L’émergence de la civilisation occidentale à partir de l’âge des ténèbres a été principalement le résultat d’un facteur, défier l’autorité. Dans la médecine et la science, le premier qui a défié l’ordre établi a été un homme qui était un étrange mélange d’humanisme, de mysticisme et d’un début de la logique scientifique, et une personnalité plus que décapante.

Paracelse a été la source d’inspiration de la légende du docteur Faust de Goethe, qui vendit son âme au diable en échange de la connaissance. Paracelse n’avait aucun respect de l’autorité sous toutes ses formes. À l’âge de quatorze ans, il a quitté la maison à errer à travers l’Europe et l’Asie, il étudie dans de nombreuses universités et éventuellement, n’obtint jamais de diplômes du tout (note personnelle, certainement de l’université de Bâle). Son attitude envers l’apprentissage organisé est bien illustrée par sa déclaration que :

«Les universités n’enseignent pas toutes choses, par conséquent un médecin doit rechercher à apprendre auprès de vieilles femmes, des bohémiens, des sorciers, des tribus errantes, des voleurs à la retraite et des hors la loi également. La connaissance vient de l’expérience.« 

ou

« Les Universités, écrit-il, n’enseignent pas toutes choses; il faut au médecin rechercher les bonnes femmes, les bohémiens, les tribus errantes, les brigands et autres gens hors la loi, et se renseigner chez tous. Nous devons, par nous-mêmes, découvrir ce qui sert à la science, voyager, subir maintes aventures, et retenir ce qui en route peut être utile.« 

Paracelse détestait Galien telle une fraude absolue. Il brûla les livres de Galien en face de l’université devant une foule d’étudiants en médecine. Il insista sur le fait que le corps humain peut se guérir tout seul, alors que le mieux que la médecine de Galien pouvait faire était de retarder la guérison ou de produire des complications désastreuses.

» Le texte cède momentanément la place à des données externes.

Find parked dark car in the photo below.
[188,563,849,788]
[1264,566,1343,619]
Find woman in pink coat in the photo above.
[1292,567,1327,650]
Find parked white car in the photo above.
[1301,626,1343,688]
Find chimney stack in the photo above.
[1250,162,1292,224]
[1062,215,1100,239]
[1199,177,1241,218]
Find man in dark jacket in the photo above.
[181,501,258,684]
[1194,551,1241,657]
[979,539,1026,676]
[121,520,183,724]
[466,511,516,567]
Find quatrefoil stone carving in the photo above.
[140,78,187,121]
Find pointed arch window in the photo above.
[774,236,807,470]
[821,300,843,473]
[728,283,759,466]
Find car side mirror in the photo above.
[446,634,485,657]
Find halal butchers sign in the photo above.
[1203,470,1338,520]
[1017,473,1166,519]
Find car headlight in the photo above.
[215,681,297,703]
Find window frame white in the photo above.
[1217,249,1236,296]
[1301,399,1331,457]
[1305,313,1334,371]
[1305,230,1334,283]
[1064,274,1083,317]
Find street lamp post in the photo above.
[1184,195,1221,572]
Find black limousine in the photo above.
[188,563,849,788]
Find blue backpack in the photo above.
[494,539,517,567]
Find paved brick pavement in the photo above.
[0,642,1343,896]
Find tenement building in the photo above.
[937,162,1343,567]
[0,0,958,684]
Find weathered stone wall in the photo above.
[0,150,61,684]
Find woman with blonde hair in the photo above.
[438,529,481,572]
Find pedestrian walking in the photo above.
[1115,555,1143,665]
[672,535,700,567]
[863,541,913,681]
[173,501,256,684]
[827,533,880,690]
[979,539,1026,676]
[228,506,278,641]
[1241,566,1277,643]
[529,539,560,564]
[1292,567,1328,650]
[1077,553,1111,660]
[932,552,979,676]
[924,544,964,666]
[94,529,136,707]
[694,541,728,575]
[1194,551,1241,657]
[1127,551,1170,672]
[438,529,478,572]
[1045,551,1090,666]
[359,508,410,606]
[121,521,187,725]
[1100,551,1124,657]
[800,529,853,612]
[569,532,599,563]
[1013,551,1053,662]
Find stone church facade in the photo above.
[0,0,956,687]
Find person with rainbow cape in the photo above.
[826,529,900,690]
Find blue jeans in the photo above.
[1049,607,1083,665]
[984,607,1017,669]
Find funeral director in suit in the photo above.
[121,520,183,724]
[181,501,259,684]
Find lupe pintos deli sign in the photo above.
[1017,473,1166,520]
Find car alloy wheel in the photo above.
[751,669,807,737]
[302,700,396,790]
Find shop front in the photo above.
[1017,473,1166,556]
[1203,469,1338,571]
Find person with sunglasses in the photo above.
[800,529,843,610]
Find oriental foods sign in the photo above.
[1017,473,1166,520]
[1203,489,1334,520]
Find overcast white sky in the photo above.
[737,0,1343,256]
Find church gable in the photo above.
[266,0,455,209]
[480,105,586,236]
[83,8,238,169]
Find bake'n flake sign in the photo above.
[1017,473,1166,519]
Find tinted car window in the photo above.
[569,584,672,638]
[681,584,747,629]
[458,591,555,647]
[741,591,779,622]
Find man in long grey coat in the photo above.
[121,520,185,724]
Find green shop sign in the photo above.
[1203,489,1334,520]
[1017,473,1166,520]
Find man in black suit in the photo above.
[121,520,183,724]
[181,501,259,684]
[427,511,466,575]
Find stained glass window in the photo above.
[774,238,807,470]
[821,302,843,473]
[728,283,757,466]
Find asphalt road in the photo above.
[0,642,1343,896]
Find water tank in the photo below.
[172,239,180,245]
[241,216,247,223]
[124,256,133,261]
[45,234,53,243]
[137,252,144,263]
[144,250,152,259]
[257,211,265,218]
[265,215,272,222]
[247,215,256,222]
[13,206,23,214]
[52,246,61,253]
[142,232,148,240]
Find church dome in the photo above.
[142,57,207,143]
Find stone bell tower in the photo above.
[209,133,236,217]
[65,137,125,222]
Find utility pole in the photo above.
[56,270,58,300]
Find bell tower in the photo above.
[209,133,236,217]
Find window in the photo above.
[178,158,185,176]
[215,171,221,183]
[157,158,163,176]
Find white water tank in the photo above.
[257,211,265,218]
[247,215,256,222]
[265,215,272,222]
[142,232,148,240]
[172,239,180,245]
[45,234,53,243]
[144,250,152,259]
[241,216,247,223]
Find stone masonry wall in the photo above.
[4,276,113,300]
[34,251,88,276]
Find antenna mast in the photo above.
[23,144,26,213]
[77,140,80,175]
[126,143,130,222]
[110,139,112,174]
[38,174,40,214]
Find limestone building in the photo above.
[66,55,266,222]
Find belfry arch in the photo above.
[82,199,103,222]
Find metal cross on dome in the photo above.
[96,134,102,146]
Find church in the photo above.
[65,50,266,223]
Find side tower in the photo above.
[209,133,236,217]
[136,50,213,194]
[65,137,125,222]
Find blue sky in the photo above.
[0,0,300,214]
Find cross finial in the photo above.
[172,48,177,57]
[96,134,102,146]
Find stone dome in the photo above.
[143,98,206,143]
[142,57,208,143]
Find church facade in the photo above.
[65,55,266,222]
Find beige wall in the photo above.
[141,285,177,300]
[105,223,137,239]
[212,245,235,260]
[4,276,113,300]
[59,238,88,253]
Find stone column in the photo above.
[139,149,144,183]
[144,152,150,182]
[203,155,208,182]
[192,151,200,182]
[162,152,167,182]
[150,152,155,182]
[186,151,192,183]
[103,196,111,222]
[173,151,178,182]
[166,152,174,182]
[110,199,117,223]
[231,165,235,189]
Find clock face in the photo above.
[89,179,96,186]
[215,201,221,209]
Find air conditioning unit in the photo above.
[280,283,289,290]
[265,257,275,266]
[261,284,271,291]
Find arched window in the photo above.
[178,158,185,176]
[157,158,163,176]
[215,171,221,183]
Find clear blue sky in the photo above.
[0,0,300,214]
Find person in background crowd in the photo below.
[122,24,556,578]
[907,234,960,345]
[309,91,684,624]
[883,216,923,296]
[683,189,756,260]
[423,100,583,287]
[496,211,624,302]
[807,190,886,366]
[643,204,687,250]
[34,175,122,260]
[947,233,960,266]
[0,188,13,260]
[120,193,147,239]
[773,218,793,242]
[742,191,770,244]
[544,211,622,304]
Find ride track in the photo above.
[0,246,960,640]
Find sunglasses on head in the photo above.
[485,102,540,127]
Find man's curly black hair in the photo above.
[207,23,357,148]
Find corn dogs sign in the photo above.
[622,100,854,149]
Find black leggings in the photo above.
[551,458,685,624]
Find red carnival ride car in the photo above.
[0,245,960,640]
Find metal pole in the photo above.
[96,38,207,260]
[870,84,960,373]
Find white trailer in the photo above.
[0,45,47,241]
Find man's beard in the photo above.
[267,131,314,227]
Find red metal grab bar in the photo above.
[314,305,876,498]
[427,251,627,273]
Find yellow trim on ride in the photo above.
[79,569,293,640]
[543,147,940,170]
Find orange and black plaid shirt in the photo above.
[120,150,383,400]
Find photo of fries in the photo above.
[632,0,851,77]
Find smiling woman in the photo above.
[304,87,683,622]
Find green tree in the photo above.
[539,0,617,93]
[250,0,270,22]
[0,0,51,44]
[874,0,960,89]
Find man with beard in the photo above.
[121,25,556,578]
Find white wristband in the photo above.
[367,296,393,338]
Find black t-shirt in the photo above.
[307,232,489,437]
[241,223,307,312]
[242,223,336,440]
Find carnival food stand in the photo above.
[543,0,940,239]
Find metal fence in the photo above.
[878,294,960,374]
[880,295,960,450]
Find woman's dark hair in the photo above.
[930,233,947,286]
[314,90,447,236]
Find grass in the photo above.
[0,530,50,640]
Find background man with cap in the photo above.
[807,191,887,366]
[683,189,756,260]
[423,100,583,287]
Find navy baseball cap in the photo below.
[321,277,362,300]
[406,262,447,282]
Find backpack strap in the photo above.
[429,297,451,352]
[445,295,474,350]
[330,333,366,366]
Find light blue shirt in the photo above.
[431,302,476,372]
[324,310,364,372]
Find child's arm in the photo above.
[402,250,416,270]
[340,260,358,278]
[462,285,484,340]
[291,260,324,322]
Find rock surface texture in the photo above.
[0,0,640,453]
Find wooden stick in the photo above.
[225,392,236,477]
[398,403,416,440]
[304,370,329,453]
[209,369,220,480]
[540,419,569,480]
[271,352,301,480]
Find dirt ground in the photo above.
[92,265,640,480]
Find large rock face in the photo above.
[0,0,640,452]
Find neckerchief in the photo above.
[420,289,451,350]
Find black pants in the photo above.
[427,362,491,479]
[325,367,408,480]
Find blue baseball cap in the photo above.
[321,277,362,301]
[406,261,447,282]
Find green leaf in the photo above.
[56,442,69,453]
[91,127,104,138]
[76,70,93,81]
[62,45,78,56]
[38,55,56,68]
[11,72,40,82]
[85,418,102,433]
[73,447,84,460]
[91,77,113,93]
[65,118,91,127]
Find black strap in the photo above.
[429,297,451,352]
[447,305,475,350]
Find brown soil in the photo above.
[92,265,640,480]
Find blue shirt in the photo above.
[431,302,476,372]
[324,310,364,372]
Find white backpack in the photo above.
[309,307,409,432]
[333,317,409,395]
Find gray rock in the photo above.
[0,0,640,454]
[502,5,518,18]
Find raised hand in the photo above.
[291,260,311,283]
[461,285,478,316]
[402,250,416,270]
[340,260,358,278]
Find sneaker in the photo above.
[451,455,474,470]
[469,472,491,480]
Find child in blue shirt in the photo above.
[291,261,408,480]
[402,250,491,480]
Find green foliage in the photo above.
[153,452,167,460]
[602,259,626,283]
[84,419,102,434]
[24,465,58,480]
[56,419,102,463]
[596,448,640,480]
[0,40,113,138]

Paracelse annonça la découverte des antibiotiques modernes en montrant correctement que le mercure pouvait guérir la syphilis. Il décrit avec précision la cause du goitre thyroïdien et il a fourni la base de l’homéopathie en prétendant que les maladies pouvaient être guéries par des doses infimes de substances chimiques qui ont des similitudes à celles qui produisent les mêmes symptômes.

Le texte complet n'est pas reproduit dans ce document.